Well-rounded fans of college sports are probably already used to navigating the streaming world. The SEC Network Plus has been a godsend to follow Georgia and SEC sports other than football. It would have been unthinkable 15 years ago to be able to tune into nearly every SEC baseball or softball game, but they’re all streamed now. (We can gripe about the costs of multiple streaming services, but that really doesn’t apply here – if you have access to the SEC Network as part of your cable or satellite package, you likely have free access to the SECN+ once you authenticate in the ESPN app.) Football games, other than the mandated one game per year, have mostly remained on the broadcast channels, but even basketball has seen a fair number of games moved to streaming. It’s an issue of inventory – there are only so many channels and broadcast slots, and those slots are increasingly overlapping and running into one another. That’s not an issue in the streaming world, and you’re set once you get the technology down and find the local manpower to produce and present the games.

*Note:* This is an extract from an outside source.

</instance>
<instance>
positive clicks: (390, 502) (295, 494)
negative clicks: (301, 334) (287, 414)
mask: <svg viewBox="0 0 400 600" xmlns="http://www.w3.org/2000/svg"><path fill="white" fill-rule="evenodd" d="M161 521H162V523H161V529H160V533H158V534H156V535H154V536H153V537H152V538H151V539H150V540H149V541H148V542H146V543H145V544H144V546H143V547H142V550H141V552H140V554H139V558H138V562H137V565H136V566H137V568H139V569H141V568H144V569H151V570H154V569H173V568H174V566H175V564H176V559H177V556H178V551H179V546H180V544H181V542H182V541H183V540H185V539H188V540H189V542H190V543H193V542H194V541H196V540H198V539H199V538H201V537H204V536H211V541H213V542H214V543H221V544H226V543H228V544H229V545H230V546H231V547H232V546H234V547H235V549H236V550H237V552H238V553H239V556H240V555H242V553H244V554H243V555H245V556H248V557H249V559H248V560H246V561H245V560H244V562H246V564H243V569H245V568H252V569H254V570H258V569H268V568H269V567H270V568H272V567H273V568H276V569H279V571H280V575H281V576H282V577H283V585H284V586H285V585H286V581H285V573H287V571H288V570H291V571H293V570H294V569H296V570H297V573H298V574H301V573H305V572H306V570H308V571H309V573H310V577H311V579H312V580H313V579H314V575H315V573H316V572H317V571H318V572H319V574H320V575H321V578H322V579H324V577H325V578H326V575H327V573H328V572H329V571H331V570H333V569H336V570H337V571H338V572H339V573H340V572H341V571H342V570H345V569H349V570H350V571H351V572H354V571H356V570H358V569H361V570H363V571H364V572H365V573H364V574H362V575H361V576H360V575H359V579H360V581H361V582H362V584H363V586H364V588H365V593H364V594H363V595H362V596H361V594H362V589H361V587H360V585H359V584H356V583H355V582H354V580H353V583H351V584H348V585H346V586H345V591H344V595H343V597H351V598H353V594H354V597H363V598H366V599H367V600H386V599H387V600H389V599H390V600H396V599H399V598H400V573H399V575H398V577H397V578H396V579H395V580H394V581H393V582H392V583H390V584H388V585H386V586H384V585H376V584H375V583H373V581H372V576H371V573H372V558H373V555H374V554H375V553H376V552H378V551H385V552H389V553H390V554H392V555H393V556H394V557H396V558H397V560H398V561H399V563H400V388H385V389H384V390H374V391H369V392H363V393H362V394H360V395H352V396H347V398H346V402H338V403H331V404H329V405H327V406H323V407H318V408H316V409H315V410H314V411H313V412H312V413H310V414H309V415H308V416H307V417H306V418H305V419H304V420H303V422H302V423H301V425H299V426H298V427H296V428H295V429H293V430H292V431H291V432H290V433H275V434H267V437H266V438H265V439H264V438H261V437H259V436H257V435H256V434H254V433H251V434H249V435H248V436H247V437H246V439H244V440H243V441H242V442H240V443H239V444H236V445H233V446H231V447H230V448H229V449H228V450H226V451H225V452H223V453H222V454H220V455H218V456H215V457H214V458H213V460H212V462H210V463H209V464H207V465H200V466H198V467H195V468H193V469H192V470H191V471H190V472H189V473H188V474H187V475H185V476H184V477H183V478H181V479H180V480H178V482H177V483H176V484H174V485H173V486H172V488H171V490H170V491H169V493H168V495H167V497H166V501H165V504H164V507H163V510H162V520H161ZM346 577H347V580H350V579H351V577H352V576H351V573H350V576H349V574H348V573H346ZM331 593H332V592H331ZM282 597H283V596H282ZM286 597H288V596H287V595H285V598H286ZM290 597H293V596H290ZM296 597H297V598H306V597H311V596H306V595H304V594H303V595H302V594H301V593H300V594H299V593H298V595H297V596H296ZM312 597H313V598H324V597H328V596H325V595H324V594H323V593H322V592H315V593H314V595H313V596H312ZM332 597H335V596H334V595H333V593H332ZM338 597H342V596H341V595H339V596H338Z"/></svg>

We should expect more college sports – even football – to find their way to streaming platforms. As with any technological change there will be a rough period of transition. Younger and more affluent viewers are more likely to be heavily immersed in streaming already. For older viewers navigating streaming options or even cutting the cord from traditional cable and satellite can be confusing and challenging. The conceptual model of channels, networks, and the TV guide don’t apply. Costs, whether for programming or the streaming devices themselves, can also be prohibitive for those whose entertainment budget is stretched. The services and the companies who own them will consolidate, merge, disappear, or even just get out of the streaming business. It’s one thing when SEC games move down the dial from CBS to ESPN. It’s another when you have to add another $9.95 per month service because the league you follow jumped to a competing platform.

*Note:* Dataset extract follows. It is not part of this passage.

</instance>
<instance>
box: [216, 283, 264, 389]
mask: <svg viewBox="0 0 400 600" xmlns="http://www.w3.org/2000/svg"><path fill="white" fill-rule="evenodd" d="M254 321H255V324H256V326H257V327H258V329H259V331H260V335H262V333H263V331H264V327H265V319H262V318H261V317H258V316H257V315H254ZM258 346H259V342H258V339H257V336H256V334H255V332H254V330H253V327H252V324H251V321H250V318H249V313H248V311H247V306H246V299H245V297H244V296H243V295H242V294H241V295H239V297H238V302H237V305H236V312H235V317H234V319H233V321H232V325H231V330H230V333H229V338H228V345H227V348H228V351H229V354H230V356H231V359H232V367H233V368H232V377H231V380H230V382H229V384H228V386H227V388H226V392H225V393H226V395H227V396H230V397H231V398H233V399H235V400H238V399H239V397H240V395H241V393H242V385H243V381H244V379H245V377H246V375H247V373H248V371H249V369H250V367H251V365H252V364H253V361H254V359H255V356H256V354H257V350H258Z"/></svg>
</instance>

It’s an interesting time. There are more sports than ever available to watch, an audience that keeps demanding more, and technology emerging that can deliver it all. The money involved keeps growing also, and that has attracted new competitors to the broadcast marketplace. Some of these new entrants are changing the metrics involved – subscribers matter more to them than viewership. The potential Apple/NFL and Amazon/Pac-12 deals could be signs of what’s next as the broadcast rights of other leagues and conferences come up for bid. For now it’s just the Kent State game, but have that Apple TV or Roku ready for what might be ahead.